The updated BD can be seen in the following image, only the VMA is removed and connections gets open for AIE and RTL-IPs.

image

  1. Modify the system.cfg to update the connectivity graph changes.

[connectivity]
nk=polar_clip:2:polar_clip_1.polar_clip_2
# Connect AIE input of PLIO-1 to RTL-IP port AIE_IN
stream_connect=AIE_IN:ai_engine_0.DataIn1
# Connect AIE output of PLIO-1 to input of HLS kernel: polar_clip_1
stream_connect=ai_engine_0.polar_clip_out:polar_clip_1.in_sample
# Connect output of polar_clip_1 to input of polar_clip_2
stream_connect=polar_clip_1.out_sample:polar_clip_2.in_sample
# Connect output of polar_clip_2 to input of AIE PLIO-2
stream_connect=polar_clip_2.out_sample:ai_engine_0.polar_clip_in
# Connect output of PLIO-2 to RTL-IP port AIE_OUT
stream_connect=ai_engine_0.DataOut1:AIE_OUT
  1. Run v++ –link to export .vma with modified system.cfg generated in step 2.

  2. Import the updated .vma into the Vivado project

image

In case if you want to make modifications in the Vivado design, you can do that in the following way:

  1. Make changes in the vck190_prj.bd (changes related to CIPS) or in the latest imported _vma.bd (changes related to PLIO interface).

  2. Validate and save the bd.

  3. Regenerate the target and re export the extensible XSA using the command ‘write_hw_platform -force <vck190_prj_ext_hw_1.xsa>’.

  4. This extensible XSA will have the Vivado design changes which are done after importing the previous VMA.

  5. Use the latest exported extensible XSA (vck190_prj_ext_hw_1.xsa) to re generate the VMA using following steps:

    5.1: If the changes are made related to AIE design or AIE-PL boundary, regenerate the libadf.a (remove old libadf.a or revision control it) with the newer extensible xsa.

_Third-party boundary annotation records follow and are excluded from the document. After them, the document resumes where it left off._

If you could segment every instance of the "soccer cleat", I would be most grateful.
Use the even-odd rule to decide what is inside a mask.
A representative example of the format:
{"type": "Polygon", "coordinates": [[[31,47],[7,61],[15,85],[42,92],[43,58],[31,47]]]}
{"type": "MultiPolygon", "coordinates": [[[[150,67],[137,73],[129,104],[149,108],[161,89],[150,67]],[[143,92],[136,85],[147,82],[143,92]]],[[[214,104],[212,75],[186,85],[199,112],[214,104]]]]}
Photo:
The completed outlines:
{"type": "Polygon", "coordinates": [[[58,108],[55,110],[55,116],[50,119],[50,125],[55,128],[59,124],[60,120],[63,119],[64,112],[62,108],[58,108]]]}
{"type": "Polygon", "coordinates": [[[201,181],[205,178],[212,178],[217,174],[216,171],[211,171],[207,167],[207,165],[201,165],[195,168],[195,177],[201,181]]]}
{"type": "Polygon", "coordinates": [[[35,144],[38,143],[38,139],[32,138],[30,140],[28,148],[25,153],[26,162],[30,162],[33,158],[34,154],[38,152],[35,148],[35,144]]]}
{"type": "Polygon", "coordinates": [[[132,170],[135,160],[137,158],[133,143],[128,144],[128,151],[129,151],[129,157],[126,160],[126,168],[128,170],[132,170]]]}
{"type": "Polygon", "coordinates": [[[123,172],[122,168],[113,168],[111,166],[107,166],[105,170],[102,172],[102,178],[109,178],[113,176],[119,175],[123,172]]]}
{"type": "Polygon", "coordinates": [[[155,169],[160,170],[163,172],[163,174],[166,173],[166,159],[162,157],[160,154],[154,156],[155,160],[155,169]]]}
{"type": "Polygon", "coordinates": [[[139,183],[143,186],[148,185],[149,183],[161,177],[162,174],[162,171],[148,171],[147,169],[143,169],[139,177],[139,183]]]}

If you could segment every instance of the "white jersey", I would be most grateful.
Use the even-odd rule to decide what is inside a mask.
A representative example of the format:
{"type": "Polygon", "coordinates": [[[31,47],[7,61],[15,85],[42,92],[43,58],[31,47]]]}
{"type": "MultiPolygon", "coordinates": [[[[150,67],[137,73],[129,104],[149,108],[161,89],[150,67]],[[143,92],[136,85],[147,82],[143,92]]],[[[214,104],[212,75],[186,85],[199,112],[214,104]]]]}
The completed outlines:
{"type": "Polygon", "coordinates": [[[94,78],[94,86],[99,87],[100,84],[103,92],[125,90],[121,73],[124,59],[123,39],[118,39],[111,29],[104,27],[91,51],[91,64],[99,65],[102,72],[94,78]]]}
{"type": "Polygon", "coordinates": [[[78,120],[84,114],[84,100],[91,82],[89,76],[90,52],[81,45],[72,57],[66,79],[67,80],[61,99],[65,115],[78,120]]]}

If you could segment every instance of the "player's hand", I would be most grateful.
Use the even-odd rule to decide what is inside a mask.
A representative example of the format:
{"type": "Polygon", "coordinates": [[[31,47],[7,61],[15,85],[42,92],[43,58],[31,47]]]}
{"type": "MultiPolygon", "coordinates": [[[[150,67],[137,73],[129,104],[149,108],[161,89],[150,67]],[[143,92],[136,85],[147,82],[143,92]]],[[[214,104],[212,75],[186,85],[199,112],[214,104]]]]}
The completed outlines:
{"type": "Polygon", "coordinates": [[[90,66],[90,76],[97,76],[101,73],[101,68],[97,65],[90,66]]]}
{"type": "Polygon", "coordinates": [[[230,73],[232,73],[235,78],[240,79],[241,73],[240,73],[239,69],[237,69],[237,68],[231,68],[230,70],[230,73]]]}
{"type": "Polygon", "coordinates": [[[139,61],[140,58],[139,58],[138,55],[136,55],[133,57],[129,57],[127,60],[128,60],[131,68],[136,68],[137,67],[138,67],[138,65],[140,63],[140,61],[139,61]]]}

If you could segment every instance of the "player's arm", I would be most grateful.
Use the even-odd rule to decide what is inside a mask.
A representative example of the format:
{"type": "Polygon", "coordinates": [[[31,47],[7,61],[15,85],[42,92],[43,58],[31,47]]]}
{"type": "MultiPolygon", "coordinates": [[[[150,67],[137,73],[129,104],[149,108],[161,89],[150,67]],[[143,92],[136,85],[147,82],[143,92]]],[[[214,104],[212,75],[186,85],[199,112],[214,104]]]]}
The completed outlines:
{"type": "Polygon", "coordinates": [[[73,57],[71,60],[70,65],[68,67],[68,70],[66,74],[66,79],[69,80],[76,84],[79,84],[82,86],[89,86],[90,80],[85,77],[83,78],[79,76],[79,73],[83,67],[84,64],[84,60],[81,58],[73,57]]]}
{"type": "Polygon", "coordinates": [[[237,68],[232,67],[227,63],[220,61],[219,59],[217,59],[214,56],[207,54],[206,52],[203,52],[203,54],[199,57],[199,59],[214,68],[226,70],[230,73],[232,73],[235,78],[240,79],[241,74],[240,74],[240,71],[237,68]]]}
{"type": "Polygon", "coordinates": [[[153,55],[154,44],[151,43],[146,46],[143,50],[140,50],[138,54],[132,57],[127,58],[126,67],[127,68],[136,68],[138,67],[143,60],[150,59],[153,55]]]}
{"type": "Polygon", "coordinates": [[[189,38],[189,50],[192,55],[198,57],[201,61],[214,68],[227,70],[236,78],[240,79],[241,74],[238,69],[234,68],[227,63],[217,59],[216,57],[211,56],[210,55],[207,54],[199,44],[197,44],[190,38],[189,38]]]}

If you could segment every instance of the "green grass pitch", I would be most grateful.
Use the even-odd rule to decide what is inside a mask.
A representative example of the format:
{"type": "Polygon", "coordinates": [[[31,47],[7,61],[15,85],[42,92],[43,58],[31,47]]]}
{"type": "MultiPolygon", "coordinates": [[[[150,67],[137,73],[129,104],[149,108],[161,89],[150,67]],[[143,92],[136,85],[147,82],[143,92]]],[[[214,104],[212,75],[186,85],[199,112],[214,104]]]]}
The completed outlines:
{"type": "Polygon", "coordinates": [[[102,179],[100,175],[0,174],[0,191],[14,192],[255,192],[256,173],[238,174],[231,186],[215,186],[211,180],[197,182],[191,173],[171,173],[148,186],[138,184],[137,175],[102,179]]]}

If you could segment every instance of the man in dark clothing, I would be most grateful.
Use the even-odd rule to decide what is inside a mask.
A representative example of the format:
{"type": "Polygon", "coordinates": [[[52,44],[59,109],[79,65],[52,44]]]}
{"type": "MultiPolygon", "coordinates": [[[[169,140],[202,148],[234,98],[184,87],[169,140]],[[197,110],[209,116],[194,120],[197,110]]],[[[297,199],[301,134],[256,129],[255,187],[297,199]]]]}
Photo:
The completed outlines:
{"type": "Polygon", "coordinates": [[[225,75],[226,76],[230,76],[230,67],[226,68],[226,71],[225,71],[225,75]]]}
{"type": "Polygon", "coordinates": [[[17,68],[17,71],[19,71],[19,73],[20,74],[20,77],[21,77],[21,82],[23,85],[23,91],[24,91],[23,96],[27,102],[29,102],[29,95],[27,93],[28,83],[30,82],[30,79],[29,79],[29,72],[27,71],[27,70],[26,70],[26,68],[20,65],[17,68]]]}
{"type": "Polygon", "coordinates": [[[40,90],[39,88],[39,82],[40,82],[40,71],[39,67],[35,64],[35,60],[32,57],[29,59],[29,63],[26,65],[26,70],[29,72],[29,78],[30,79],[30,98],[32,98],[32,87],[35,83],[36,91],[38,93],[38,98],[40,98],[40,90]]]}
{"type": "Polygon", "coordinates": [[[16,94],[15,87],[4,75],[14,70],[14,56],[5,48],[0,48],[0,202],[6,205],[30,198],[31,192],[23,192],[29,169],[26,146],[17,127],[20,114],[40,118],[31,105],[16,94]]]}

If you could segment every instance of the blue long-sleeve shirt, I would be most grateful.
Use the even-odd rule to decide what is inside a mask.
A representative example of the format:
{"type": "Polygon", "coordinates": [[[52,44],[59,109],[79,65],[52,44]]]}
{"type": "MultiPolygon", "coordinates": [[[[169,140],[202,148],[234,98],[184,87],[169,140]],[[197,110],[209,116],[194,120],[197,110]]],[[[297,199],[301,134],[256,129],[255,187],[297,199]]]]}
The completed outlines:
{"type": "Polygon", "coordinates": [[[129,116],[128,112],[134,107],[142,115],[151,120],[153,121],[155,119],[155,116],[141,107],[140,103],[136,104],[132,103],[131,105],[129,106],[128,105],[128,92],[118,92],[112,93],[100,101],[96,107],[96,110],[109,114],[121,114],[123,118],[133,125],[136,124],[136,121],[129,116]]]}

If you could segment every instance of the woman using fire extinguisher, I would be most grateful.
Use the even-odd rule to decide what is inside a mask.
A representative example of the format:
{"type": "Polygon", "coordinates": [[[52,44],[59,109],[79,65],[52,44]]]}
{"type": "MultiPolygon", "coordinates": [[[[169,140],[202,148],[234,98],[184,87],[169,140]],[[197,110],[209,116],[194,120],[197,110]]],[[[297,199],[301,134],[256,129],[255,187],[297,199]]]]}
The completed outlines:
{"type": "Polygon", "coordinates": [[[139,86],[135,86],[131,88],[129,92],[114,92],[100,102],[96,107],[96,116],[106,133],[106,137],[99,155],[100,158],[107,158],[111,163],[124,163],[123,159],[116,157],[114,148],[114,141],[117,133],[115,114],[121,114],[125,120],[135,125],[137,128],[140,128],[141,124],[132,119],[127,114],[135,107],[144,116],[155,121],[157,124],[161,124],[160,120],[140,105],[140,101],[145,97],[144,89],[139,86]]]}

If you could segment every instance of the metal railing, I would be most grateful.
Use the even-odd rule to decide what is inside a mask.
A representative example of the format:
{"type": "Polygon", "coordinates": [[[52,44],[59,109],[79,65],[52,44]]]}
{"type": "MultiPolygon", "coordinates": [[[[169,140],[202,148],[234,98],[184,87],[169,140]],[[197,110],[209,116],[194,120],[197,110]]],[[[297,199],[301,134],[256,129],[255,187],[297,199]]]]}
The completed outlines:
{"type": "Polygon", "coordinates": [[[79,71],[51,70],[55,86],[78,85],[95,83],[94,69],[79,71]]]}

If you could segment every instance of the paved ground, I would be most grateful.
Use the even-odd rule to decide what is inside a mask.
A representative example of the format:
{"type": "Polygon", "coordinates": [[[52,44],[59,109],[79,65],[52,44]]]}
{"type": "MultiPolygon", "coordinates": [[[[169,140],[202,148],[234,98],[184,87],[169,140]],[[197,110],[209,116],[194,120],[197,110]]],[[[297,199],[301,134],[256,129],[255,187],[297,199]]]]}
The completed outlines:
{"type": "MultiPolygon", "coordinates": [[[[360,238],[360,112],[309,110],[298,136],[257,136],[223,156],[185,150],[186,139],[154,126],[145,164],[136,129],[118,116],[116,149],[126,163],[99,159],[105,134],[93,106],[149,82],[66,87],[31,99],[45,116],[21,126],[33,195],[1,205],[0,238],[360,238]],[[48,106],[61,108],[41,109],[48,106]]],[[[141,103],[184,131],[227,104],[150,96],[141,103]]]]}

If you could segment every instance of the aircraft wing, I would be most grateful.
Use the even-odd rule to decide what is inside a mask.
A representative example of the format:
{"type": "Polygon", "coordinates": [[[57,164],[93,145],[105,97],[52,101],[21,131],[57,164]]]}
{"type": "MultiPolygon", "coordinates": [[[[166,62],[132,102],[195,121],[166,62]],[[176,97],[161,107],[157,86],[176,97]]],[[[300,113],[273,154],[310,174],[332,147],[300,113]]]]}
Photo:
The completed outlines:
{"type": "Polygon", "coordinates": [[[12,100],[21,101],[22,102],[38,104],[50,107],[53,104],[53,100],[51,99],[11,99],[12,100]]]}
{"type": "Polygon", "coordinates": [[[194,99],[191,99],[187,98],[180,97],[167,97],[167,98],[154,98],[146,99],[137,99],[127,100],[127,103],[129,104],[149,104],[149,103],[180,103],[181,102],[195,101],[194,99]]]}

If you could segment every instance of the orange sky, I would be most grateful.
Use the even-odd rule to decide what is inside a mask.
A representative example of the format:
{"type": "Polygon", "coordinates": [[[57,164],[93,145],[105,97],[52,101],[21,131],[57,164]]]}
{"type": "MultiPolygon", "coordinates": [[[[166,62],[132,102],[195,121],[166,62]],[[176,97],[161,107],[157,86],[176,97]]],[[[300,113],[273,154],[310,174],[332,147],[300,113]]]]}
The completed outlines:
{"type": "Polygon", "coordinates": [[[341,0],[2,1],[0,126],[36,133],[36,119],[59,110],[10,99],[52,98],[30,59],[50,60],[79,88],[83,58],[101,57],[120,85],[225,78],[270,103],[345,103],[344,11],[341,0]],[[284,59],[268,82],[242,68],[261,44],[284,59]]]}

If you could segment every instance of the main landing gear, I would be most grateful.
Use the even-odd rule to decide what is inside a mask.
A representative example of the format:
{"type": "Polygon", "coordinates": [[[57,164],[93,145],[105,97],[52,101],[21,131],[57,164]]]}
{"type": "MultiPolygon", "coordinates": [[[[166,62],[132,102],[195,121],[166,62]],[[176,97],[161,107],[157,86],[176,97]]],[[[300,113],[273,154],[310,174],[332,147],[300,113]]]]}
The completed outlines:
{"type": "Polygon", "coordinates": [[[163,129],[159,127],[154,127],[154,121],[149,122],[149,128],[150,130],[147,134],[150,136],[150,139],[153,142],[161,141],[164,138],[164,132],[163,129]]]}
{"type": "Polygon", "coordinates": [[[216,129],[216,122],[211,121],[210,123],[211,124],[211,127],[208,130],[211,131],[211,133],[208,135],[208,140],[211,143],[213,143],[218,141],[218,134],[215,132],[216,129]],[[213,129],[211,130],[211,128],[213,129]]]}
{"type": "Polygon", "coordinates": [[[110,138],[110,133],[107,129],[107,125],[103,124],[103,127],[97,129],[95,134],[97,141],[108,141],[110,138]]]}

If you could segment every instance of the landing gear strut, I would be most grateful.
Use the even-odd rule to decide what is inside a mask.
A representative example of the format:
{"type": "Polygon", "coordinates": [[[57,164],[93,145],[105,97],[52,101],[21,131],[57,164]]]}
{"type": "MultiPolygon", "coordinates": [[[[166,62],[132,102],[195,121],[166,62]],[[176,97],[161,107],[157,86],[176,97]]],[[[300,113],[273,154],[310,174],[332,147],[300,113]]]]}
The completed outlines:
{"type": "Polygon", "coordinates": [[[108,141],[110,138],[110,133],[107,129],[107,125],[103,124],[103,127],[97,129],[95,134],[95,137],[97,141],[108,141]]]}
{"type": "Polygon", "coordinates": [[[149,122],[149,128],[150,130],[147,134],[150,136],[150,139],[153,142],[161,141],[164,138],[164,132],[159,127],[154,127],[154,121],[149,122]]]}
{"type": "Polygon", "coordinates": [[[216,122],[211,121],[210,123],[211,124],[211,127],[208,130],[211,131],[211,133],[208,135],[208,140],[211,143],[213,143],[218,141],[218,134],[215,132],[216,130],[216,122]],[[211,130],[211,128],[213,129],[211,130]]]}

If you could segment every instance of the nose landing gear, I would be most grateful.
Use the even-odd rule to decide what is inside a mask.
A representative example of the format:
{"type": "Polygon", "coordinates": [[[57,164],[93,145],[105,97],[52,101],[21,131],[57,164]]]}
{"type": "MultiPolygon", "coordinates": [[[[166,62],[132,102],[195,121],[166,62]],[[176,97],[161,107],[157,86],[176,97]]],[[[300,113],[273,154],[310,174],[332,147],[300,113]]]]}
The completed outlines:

    5.2: If the changes are made in the HLS kernels, re-compile the kernels with the newer extensible xsa to generate updated xos (remove old generated xos or revision control).

    5.3: Make the changes in the system.cfg file (as done in this use-case), reexport the VMA with updated libadf.a, xos, system.cfg and extensbile xsa. Repeat “Step-3” to import the modified VMA in the design.